Curried Chicken & Garlic Golden Rice

Believe it or not, you CAN have a hearty, delicious meal on your table in less time than it takes to order delivery. Coating frozen, thin-sliced chicken breasts in a curry-ginger yogurt sauce ensures your chicken is loaded with flavor. Paired with garlicky curried rice, spinach, and bright and crunchy quick-pickled onions, this easy weeknight dinner checks all our boxes.
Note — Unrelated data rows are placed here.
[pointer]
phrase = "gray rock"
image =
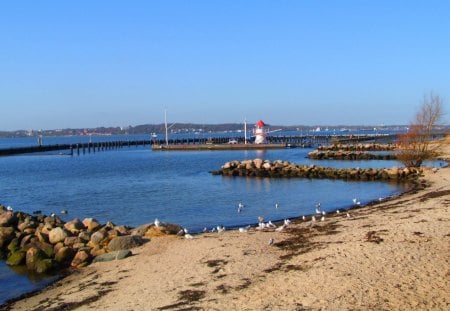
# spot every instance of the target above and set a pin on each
(6, 235)
(117, 255)
(98, 237)
(16, 259)
(125, 242)
(57, 235)
(8, 219)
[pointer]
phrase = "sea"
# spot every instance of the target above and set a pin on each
(135, 185)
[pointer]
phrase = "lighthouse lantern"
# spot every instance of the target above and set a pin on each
(260, 132)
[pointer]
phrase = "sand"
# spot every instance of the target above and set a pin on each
(394, 255)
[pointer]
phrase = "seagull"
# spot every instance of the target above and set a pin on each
(220, 229)
(280, 228)
(157, 222)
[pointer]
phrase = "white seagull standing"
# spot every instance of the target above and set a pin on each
(157, 222)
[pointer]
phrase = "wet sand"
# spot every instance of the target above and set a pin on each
(394, 255)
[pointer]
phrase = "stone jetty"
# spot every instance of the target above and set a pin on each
(358, 147)
(279, 169)
(348, 155)
(45, 243)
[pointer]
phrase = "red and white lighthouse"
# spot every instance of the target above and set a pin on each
(260, 132)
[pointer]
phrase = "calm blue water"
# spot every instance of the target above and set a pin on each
(133, 186)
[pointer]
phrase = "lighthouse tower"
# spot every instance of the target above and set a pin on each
(260, 132)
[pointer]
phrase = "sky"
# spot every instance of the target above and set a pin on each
(86, 63)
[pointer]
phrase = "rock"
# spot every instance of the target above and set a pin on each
(81, 259)
(98, 237)
(84, 236)
(44, 265)
(8, 219)
(74, 226)
(6, 235)
(117, 255)
(97, 251)
(141, 230)
(27, 240)
(64, 255)
(57, 235)
(14, 245)
(123, 230)
(258, 163)
(17, 258)
(71, 240)
(164, 229)
(34, 255)
(125, 242)
(91, 224)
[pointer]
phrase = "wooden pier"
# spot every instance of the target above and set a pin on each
(194, 143)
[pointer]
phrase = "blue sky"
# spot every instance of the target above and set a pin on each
(118, 63)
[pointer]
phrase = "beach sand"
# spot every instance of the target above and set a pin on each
(394, 255)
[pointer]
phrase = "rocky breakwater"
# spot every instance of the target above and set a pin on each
(358, 147)
(348, 155)
(260, 168)
(46, 243)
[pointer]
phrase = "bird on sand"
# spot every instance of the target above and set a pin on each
(157, 222)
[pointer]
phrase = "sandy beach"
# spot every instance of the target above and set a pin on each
(393, 255)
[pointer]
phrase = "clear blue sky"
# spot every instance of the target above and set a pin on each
(117, 63)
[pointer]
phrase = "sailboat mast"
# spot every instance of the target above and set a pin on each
(245, 131)
(165, 124)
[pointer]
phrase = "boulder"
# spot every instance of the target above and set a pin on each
(84, 236)
(6, 235)
(44, 265)
(81, 259)
(8, 219)
(74, 226)
(125, 242)
(117, 255)
(34, 255)
(57, 235)
(164, 229)
(258, 163)
(14, 245)
(91, 224)
(98, 237)
(64, 255)
(17, 258)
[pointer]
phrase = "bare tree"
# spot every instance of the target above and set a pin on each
(414, 146)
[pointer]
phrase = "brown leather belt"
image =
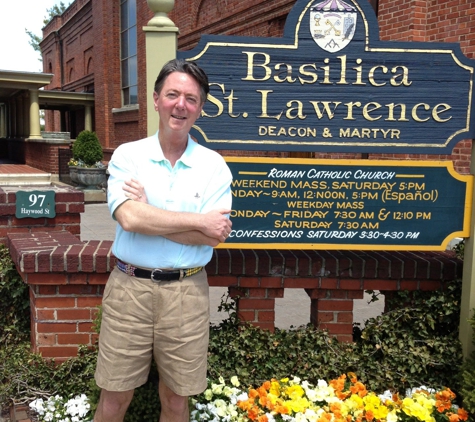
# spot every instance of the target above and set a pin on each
(157, 274)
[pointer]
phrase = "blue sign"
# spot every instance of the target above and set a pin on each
(35, 204)
(347, 204)
(330, 85)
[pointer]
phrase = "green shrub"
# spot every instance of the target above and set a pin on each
(468, 376)
(415, 343)
(87, 148)
(14, 302)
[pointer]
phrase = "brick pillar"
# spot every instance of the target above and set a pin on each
(66, 279)
(332, 310)
(256, 305)
(62, 314)
(69, 206)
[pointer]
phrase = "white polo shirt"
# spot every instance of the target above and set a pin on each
(199, 182)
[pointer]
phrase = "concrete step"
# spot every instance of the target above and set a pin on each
(22, 179)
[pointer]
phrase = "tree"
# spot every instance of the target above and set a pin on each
(55, 10)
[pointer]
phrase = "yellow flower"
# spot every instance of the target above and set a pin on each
(235, 381)
(297, 405)
(378, 409)
(208, 394)
(420, 411)
(294, 391)
(274, 388)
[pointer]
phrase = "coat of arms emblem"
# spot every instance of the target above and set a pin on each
(332, 24)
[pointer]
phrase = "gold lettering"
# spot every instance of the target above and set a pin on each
(264, 114)
(251, 65)
(371, 75)
(298, 109)
(288, 78)
(342, 80)
(359, 73)
(405, 76)
(402, 117)
(213, 100)
(349, 116)
(436, 112)
(304, 72)
(368, 108)
(326, 108)
(230, 99)
(326, 75)
(415, 115)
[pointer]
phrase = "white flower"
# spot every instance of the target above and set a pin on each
(208, 394)
(387, 395)
(217, 388)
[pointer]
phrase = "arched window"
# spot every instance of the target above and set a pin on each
(128, 50)
(375, 4)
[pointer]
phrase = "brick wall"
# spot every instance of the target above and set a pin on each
(412, 20)
(67, 278)
(69, 206)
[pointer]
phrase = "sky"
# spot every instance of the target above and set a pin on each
(16, 15)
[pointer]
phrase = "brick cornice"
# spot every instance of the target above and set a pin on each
(43, 252)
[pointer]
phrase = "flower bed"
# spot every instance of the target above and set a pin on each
(344, 399)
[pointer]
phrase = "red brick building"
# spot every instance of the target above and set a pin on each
(99, 46)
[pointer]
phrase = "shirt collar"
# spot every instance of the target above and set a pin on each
(156, 152)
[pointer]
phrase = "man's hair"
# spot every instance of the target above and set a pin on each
(190, 68)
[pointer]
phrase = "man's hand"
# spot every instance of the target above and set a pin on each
(135, 190)
(216, 225)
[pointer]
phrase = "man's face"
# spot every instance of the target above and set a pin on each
(179, 102)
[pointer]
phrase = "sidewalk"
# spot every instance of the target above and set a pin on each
(292, 310)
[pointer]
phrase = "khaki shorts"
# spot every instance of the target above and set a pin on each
(169, 320)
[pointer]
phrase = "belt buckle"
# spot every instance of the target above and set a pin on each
(152, 274)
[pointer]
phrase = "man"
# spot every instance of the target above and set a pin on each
(171, 198)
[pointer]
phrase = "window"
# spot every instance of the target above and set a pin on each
(128, 50)
(375, 4)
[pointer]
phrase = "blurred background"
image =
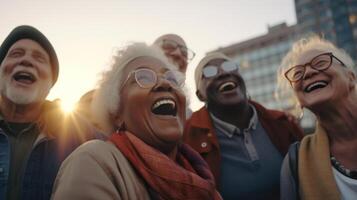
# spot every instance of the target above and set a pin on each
(256, 34)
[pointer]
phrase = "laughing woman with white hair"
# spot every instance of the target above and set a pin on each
(321, 80)
(141, 105)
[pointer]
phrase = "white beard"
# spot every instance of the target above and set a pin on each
(23, 96)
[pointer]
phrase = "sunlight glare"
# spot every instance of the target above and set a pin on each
(68, 106)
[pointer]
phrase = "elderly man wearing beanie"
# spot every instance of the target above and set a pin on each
(243, 142)
(35, 136)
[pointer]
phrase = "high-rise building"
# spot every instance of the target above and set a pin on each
(259, 59)
(336, 20)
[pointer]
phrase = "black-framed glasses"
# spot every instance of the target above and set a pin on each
(320, 63)
(147, 78)
(212, 70)
(170, 46)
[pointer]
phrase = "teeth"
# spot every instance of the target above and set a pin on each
(316, 84)
(164, 101)
(230, 83)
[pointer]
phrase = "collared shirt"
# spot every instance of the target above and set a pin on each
(21, 137)
(250, 163)
(229, 130)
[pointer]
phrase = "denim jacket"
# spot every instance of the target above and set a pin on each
(46, 156)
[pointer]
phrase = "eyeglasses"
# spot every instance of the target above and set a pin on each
(320, 63)
(211, 70)
(170, 46)
(147, 78)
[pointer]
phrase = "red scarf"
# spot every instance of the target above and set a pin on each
(188, 178)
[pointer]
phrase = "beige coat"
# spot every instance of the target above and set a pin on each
(98, 170)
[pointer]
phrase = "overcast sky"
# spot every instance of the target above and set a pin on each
(85, 33)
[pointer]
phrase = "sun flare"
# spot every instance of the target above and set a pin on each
(68, 106)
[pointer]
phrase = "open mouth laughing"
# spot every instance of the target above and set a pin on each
(24, 77)
(164, 106)
(315, 86)
(227, 86)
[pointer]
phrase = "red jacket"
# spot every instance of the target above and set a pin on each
(199, 133)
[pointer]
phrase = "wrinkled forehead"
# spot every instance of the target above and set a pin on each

Made it? Let us know how it went in the comment section below!
Ingredients
- 1
medium red onion
Juice of 1 lime
Kosher salt
- 1/4 cup
extra-virgin olive oil
- 3
garlic cloves, grated
- tsp.
3" piece ginger, grated
- 2 1/2 Tbsp.
curry powder
- 1
can coconut milk (15 oz.)
- 1 cup
uncooked white basmati rice, rinsed
- 2 cups
packed fresh spinach
- 2/3 cup
plain Greek yogurt
- 1/2 tsp.
cayenne pepper (optional)
- 4
Tyson® Individually Frozen Boneless Skinless Chicken Breasts
- 1/4 cup
cilantro leaves, for serving
Directions
- Step 1Thinly slice 1/4 of the onion and place in a medium bowl. Add lime juice, season with salt, and stir to combine. Use the back of a spoon to crush the onions against the side of your mixing bowl. (This will allow them to pickle more quickly.) Chop the remaining onion and set aside.
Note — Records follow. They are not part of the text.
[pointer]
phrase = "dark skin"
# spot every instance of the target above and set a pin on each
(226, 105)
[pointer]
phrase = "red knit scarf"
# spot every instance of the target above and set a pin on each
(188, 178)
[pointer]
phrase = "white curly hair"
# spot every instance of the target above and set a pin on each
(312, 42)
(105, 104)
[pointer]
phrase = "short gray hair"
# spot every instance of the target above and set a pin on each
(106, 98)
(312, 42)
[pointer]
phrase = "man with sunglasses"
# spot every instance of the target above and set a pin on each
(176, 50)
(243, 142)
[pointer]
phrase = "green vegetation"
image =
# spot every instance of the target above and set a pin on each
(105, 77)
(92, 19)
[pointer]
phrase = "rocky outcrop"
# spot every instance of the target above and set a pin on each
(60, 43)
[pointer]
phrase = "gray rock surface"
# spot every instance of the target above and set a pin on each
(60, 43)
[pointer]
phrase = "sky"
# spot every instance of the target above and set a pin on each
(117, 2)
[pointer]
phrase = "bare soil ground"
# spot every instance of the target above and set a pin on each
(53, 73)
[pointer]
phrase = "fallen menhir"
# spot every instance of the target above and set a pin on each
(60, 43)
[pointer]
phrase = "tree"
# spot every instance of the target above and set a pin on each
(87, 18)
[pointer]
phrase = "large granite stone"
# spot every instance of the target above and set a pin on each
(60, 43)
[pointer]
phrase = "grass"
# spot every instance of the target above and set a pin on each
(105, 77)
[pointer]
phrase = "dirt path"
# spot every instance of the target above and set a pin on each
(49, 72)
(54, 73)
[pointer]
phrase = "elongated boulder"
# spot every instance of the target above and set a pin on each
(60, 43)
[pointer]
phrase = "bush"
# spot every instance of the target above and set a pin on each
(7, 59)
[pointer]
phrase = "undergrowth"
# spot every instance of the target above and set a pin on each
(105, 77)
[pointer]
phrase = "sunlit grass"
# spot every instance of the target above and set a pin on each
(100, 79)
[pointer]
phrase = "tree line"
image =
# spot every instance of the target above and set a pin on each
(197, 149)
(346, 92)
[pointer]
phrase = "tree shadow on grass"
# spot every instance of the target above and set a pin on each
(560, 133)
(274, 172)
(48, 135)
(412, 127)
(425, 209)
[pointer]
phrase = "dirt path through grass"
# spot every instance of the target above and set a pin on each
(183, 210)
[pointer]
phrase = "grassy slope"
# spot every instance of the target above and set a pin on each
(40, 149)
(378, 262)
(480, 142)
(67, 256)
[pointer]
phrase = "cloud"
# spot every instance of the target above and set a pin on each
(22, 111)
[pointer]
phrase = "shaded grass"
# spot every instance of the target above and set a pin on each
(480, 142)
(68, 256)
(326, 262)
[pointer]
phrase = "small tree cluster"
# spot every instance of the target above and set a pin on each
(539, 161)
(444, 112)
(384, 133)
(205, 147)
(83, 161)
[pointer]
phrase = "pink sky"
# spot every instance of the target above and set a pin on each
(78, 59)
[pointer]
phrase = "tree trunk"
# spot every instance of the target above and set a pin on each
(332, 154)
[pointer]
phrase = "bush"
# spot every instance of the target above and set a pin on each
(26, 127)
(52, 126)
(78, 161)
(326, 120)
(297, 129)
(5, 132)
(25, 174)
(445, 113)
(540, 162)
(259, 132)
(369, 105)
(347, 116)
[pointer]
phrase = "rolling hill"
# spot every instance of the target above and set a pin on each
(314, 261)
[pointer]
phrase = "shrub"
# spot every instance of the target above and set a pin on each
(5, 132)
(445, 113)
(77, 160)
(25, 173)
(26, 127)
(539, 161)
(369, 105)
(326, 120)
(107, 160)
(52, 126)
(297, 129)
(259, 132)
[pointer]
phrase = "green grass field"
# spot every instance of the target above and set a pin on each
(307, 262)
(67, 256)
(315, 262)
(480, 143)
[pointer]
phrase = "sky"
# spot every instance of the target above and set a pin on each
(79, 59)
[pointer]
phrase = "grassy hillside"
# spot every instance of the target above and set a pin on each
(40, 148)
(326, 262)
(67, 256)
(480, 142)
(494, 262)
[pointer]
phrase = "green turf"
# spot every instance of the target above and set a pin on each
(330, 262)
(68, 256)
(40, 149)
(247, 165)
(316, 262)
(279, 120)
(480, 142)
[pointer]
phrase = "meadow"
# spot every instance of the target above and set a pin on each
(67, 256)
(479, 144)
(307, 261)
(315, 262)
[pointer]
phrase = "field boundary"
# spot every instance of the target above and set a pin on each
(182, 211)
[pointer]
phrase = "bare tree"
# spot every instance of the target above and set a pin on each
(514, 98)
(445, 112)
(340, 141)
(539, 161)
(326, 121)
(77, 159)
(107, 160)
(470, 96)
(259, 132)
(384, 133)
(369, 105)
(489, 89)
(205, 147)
- Step 2In a medium saucepan over medium heat, heat 2 tablespoons oil. Add chopped onion and cook, stirring frequently, until soft, about 6 minutes. Add half the garlic, half the ginger, and 1 tablespoon of the curry powder, and cook until fragrant, 1 minute more. Add coconut milk and bring up to a simmer; then add rice. Bring to a low simmer, cover and cook until rice is tender, 15 to 17 minutes. When rice is cooked, fold in spinach until wilted.
- Step 3Meanwhile, in a large bowl, whisk yogurt, remaining garlic, ginger, and curry powder, and cayenne, if using, until combined. Season with 1/2 teaspoon kosher salt, and use a small spatula or pastry brush to spread yogurt mixture all over frozen chicken breasts.
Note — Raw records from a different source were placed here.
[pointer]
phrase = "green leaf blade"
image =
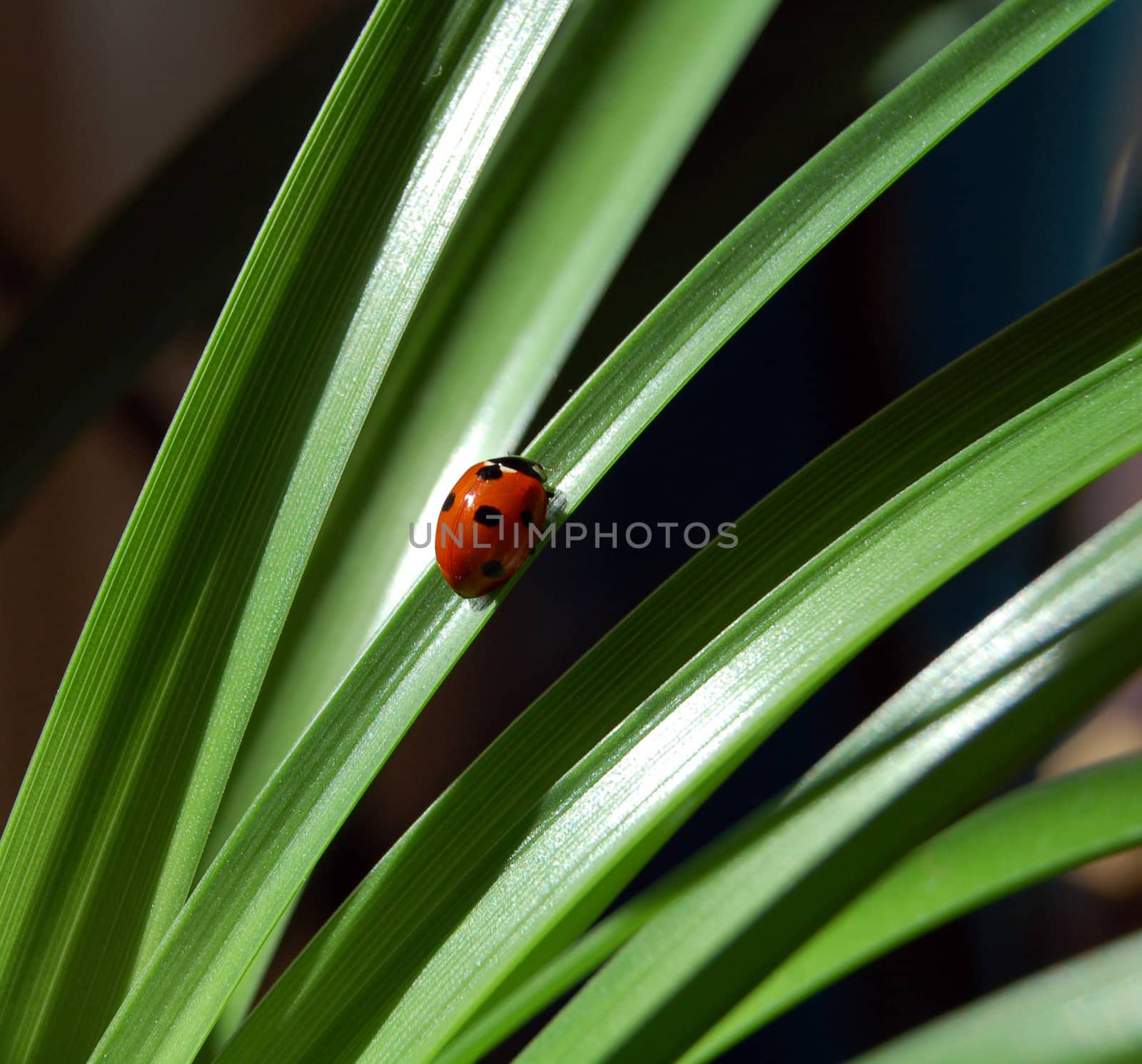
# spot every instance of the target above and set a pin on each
(702, 953)
(353, 719)
(480, 827)
(1083, 1012)
(116, 809)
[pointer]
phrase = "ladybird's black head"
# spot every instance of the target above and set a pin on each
(521, 465)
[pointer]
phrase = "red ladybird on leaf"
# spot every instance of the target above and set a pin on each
(485, 530)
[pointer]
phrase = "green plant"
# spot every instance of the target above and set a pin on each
(405, 275)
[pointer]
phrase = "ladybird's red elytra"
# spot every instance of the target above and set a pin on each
(483, 533)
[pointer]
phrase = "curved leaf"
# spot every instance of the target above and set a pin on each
(603, 121)
(106, 833)
(273, 848)
(1022, 838)
(494, 870)
(1083, 1012)
(706, 949)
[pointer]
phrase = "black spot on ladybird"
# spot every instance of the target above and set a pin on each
(521, 465)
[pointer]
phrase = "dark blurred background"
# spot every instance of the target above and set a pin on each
(1031, 196)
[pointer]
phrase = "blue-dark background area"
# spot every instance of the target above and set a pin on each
(1008, 213)
(1031, 196)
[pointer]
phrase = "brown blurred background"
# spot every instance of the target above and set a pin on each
(95, 95)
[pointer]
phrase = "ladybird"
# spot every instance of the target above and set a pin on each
(483, 533)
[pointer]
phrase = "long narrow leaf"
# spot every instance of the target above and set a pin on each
(707, 948)
(108, 829)
(241, 896)
(437, 908)
(1083, 1012)
(1036, 833)
(603, 121)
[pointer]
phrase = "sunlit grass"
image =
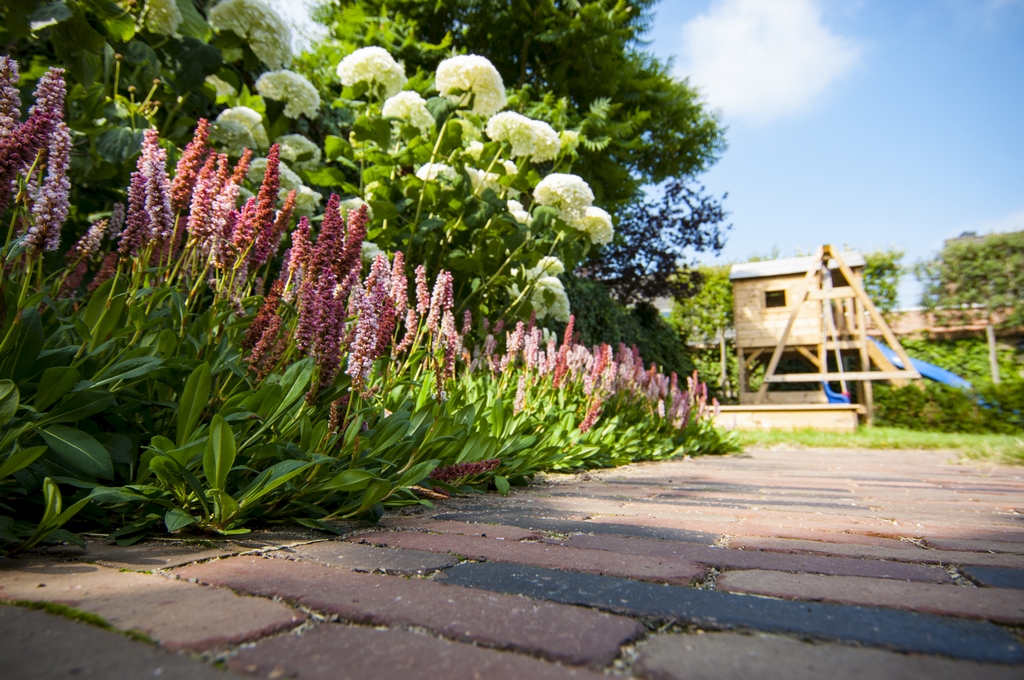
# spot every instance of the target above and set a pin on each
(1000, 448)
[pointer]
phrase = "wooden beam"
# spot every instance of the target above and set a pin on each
(810, 357)
(799, 300)
(876, 314)
(833, 377)
(753, 357)
(838, 293)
- Step 4In a 10" or 12” high-sided skillet over medium heat, heat remaining oil. Add chicken and sear until lightly golden, 10 minutes per side, until internal temperature reaches 165°. Remove from heat and let rest 5 minutes before slicing. Divide rice and chicken between 4 bowls and top with the lime-pickled onions. Garnish with cilantro before serving.